URLs (List[str]): List of URLs to load.
continue_on_failure (bool, default=True): Continues loading other URLs on failure if True.
browser (str, default="chrome"): Browser selection, either 'Chrome' or 'Firefox'.
executable_path (Optional[str], default=None): Browser executable path.
headless (bool, default=True): Browser runs in headless mode if True.
Customize these attributes during SeleniumURLLoader instance initialization, such as using Firefox instead of Chrome by setting the browser to "firefox":

## Google Drive loader
The LangChain Google Drive Loader efficiently imports data from Google Drive by using the GoogleDriveLoader class. It can fetch data from a list of Google Docs document IDs or a single folder ID.

Prepare necessary credentials and tokens:

By default, the GoogleDriveLoader searches for the credentials.json file in ~/.credentials/credentials.json. Use the credentials_file keyword argument to modify this path.
The token.json file follows the same principle and will be created automatically upon the loader's first use.
To set up the credentials_file, follow these steps:

Create a new Google Cloud Platform project or use an existing one by visiting the Google Cloud Console.

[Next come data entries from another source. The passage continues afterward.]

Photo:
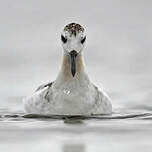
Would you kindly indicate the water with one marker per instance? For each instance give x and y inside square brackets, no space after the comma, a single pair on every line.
[118,58]
[124,130]
[129,128]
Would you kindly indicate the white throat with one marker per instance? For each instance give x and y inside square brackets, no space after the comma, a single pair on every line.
[65,77]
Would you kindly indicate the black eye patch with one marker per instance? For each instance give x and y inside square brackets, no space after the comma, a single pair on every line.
[83,40]
[64,40]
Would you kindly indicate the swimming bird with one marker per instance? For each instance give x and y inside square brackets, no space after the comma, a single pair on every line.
[72,93]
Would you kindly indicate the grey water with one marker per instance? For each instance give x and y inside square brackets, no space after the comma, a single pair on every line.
[117,57]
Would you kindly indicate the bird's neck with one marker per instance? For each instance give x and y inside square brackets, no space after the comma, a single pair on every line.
[65,75]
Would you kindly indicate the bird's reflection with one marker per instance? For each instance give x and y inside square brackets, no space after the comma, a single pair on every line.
[73,147]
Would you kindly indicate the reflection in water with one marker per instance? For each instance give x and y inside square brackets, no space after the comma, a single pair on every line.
[73,147]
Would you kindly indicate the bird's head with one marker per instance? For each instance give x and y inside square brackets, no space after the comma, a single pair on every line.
[73,40]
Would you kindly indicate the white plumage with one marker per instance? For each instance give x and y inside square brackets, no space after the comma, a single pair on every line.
[69,94]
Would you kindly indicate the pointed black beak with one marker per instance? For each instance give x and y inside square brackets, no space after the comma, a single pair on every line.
[73,55]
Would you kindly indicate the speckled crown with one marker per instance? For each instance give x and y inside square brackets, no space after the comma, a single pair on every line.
[74,28]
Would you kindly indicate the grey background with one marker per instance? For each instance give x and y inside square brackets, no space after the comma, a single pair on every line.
[117,53]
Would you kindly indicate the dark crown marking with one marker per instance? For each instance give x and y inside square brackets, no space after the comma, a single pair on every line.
[74,28]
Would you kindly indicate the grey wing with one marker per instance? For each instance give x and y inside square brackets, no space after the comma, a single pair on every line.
[43,86]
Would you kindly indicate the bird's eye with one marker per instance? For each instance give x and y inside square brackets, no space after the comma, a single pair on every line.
[83,40]
[64,40]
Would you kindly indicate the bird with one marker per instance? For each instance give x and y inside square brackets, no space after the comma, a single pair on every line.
[72,92]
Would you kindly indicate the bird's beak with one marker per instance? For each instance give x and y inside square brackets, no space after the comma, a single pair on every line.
[73,55]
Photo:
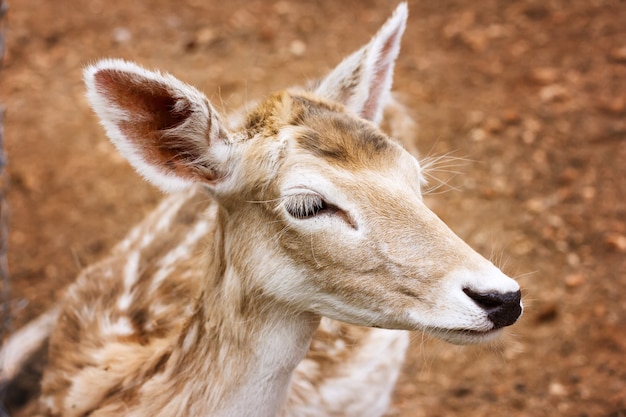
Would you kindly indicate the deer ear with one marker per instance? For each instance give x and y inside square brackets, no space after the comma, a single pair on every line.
[167,130]
[362,81]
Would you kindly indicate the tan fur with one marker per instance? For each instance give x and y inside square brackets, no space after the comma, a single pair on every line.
[306,210]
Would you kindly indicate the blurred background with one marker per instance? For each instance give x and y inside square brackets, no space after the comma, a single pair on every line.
[526,101]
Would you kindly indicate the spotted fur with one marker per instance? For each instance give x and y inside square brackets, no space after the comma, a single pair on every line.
[213,304]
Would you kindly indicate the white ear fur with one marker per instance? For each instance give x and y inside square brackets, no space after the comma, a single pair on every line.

Ensure that billing is enabled for your project.
Enable the Google Drive API by navigating to its dashboard in the Google Cloud Console and clicking "Enable."
Create a service account by going to the Service Accounts page in the Google Cloud Console. Follow the prompts to set up a new service account.
Assign necessary roles to the service account, such as "Google Drive API - Drive File Access" and "Google Drive API - Drive Metadata Read/Write Access," depending on your needs.
After creating the service account, access the "Actions" menu next to it, select "Manage keys," click "Add Key," and choose "JSON" as the key type. This generates a JSON key file and downloads it to your computer, which serves as your credentials_file.
Retrieve the folder or document ID from the URL:

Folder: https://drive.google.com/drive/u/0/folders/{folder_id}
Document: https://docs.google.com/document/d/{document_id}/edit
Import the GoogleDriveLoader class:

In [12]:
from langchain.document_loaders import GoogleDriveLoader

In [13]:
loader = GoogleDriveLoader(
    folder_id="your_folder_id",
    recursive=False  # Optional: Fetch files from subfolders recursively. Defaults to False.
)

In [14]:
docs = loader.load()

ImportError: You must run `pip install --upgrade google-api-python-client google-auth-httplib2 google-auth-oauthlib` to use the Google Drive loader.